Nuffield Department of Clinical Neurosciences, University of Oxford, Oxford, UK.
Wolfson CARD, King's College London, London, UK.
Brain. 2017 Oct 1;140(10):2570-2585. doi: 10.1093/brain/awx201.
See Basbaum (doi:10.1093/brain/awx227) for a scientific commentary on this article. Peripheral neuropathic pain arises as a consequence of injury to sensory neurons; the development of ectopic activity in these neurons is thought to be critical for the induction and maintenance of such pain. Local anaesthetics and anti-epileptic drugs can suppress hyperexcitability; however, these drugs are complicated by unwanted effects on motor, central nervous system and cardiac function, and alternative more selective treatments to suppress hyperexcitability are therefore required. Here we show that a glutamate-gated chloride channel modified to be activated by low doses of ivermectin (but not glutamate) is highly effective in silencing sensory neurons and reversing neuropathic pain-related hypersensitivity. Activation of the glutamate-gated chloride channel expressed in either rodent or human induced pluripotent stem cell-derived sensory neurons in vitro potently inhibited their response to both electrical and algogenic stimuli. We have shown that silencing is achieved both at nerve terminals and the soma and is independent of membrane hyperpolarization and instead likely mediated by lowering of the membrane resistance. Using intrathecal adeno-associated virus serotype 9-based delivery, the glutamate-gated chloride channel was successfully targeted to mouse sensory neurons in vivo, resulting in high level and long-lasting expression of the channel selectively in sensory neurons. This enabled reproducible and reversible modulation of thermal and mechanical pain thresholds in vivo; analgesia was observed for 3 days after a single systemic dose of ivermectin. We did not observe any motor or proprioceptive deficits and noted no reduction in cutaneous afferent innervation or upregulation of the injury marker ATF3 following prolonged glutamate-gated chloride channel expression. Established mechanical and cold pain-related hypersensitivity generated by the spared nerve injury model of neuropathic pain was reversed by ivermectin treatment. The efficacy of ivermectin in ameliorating behavioural hypersensitivity was mirrored at the cellular level by a cessation of ectopic activity in sensory neurons. These findings demonstrate the importance of aberrant afferent input in the maintenance of neuropathic pain and the potential for targeted chemogenetic silencing as a new treatment modality in neuropathic pain.

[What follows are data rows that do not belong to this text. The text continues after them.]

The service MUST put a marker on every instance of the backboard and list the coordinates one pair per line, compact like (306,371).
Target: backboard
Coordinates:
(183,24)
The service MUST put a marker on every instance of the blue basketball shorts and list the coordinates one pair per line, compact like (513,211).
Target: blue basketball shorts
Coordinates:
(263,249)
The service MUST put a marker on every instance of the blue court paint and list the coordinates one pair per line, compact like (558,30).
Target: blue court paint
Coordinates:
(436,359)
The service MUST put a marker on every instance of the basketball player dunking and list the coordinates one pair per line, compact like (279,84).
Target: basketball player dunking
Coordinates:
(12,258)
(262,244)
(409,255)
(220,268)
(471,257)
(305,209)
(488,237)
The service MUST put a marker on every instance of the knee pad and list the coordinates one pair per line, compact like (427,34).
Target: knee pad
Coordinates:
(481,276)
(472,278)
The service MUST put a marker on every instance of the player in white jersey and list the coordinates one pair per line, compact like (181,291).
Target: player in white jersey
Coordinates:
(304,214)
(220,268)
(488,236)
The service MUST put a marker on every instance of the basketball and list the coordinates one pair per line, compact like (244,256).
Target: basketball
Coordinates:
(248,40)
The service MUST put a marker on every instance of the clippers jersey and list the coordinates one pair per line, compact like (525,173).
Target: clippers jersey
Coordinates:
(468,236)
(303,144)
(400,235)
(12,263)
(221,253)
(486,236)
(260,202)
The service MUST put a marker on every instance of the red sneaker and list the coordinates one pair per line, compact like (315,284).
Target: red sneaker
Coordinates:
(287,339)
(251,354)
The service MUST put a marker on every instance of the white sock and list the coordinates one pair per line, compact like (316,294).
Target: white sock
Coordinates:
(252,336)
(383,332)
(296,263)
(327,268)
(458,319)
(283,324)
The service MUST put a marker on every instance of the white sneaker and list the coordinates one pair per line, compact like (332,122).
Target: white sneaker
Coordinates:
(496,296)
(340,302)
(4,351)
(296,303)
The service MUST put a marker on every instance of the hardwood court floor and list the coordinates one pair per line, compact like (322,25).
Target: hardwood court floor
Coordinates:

如需了解本文的科学评论,请参阅 Basbaum(doi:10.1093/brain/awx227)。周围神经性疼痛是由于感觉神经元损伤引起的;这些神经元的异位活动的发展被认为对这种疼痛的诱导和维持至关重要。局部麻醉剂和抗癫痫药物可以抑制过度兴奋;然而,这些药物因对运动、中枢神经系统和心脏功能的不良影响而变得复杂,因此需要替代的更具选择性的抑制过度兴奋的治疗方法。在这里,我们表明,一种被修饰为对低剂量伊维菌素(而不是谷氨酸)激活的谷氨酸门控氯离子通道在沉默感觉神经元和逆转神经性疼痛相关的过敏方面非常有效。在体外,表达在啮齿动物或人诱导多能干细胞衍生的感觉神经元中的谷氨酸门控氯离子通道的激活强烈抑制了它们对电刺激和致痛刺激的反应。我们已经表明,沉默是在神经末梢和胞体中实现的,并且与膜超极化无关,而是可能通过降低膜电阻来介导的。通过鞘内腺相关病毒血清型 9 为基础的传递,谷氨酸门控氯离子通道成功地靶向了小鼠感觉神经元,导致通道在感觉神经元中选择性地高水平和持久表达。这使得在体内可重复和可逆地调节热和机械痛觉阈值;单次全身伊维菌素给药后观察到镇痛作用持续 3 天。我们没有观察到任何运动或本体感觉缺陷,并且在长期表达谷氨酸门控氯离子通道后,没有观察到皮肤传入神经支配减少或损伤标志物 ATF3 的上调。通过 spared 神经损伤模型的神经性疼痛的机械和冷痛相关过敏的建立被伊维菌素治疗所逆转。伊维菌素在改善行为过敏中的疗效在感觉神经元的异位活动停止的细胞水平上得到了反映。这些发现证明了异常传入输入在神经性疼痛维持中的重要性,并且靶向化学遗传沉默作为神经性疼痛的一种新的治疗方式具有潜力。